‘The Way We Talk’, ‘Family Matters’ Take Top Awards At NYAFF

The Way We Talk, from Hong Kong director Adam Wong, scooped the Audience Award at this year’s New York Asian Film Festival (NYAFF), while the Uncaged Award for Best Feature Film went to Family Matters from Taiwan’s Pan Ke-Yin.
Starring Marco Ng, Neo Chau and Chung Suet Ying, The Way We Talk follows three twentysomething friends as they navigate various levels of deafness. The film resonated with NYAFF audiences for its “powerful portrayal of language, connection, and inclusion”. At last year’s NYAFF, the Audience Award went to Thai drama How To Make Millions Before Grandma Dies.
Family Matters was praised by the Uncaged jury for its “non-chronological biography of a family told from four perspectives, employing smart editing to delicately layer themes of shame and secrecy.”
The Uncaged Award is designed to honour risk-taking filmmakers who have not yet received international accolades or are still under the radar,
Two films in NYAFF competition received Special Jury Awards: Ash Mayfair’s Skin Of Youth, about a transgender woman saving for gender-affirming surgery in 1990s Saigon, and Xu Lei’s Green Wave, about a struggling scriptwriter’s relationship with his recently widowed father.

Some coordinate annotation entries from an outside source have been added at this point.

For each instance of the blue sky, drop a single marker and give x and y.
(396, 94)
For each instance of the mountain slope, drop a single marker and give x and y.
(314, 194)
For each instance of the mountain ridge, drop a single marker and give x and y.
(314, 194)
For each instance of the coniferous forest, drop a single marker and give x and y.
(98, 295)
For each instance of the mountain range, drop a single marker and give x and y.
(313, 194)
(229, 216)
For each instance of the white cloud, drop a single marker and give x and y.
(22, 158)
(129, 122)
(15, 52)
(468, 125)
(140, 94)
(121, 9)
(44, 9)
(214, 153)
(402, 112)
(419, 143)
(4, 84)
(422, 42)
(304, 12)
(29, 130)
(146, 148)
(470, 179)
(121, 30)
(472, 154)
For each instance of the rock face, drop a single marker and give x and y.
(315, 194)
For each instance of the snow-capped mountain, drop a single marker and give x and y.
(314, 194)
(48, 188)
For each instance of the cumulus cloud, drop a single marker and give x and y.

Jury member Chin Han Ng lauded Skin Of Youth for its “courageous exploration of identity and the power of love that defies societal expectations.” The jury cited Green Wave’s “heartwarming and intimate conversation between a father and son, visually captivating and darkly funny through deft and often surreal storytelling.”

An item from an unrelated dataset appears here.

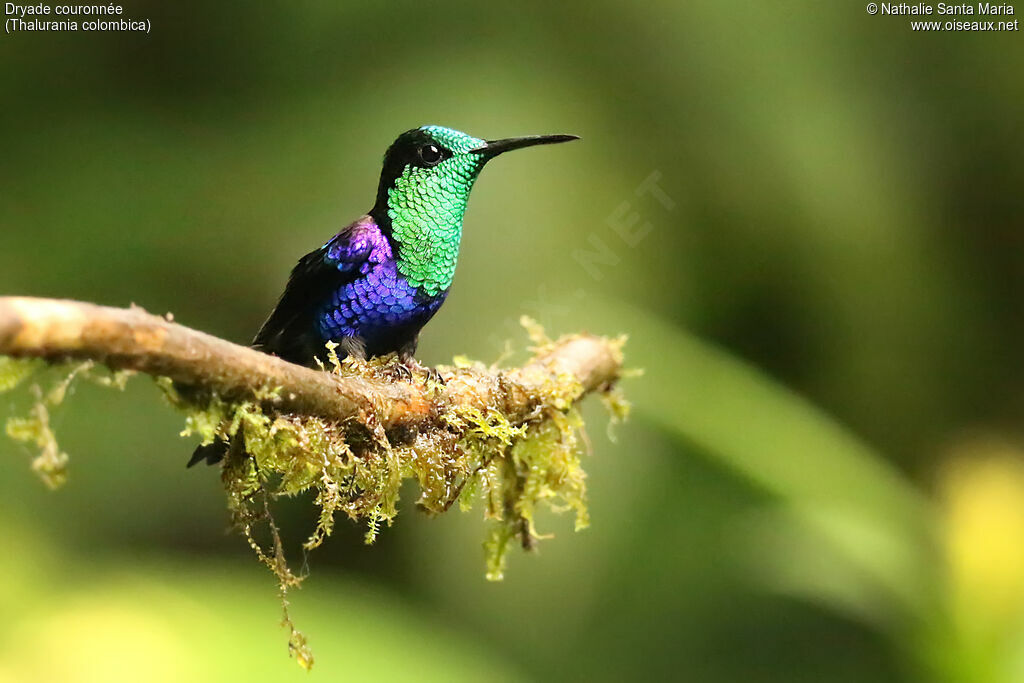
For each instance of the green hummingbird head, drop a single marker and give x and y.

NYAFF’s Shorts Showcase gave awards to three films: Good Mourning, directed by Japan’s Nina Tsuji; Sammi Who Can Detach His Body Parts, by Indonesian filmmaker Rein Maychaelson; and Finding The Rainbow, directed by Korea’s Hwanga Yang.
The festival ran July 11 to 27 with guests including Lisa Lu, Ekin Cheng, Japanese director Toshiaki Toyoda and rising actress Natalie Hsu. It wrapped with a closing night presentation of Flower Girl, from the Philippines’ Fatrick Tabada, about a transphobic sanitary napkin endorser who insults the wrong person in the rest room and ends up losing her vagina.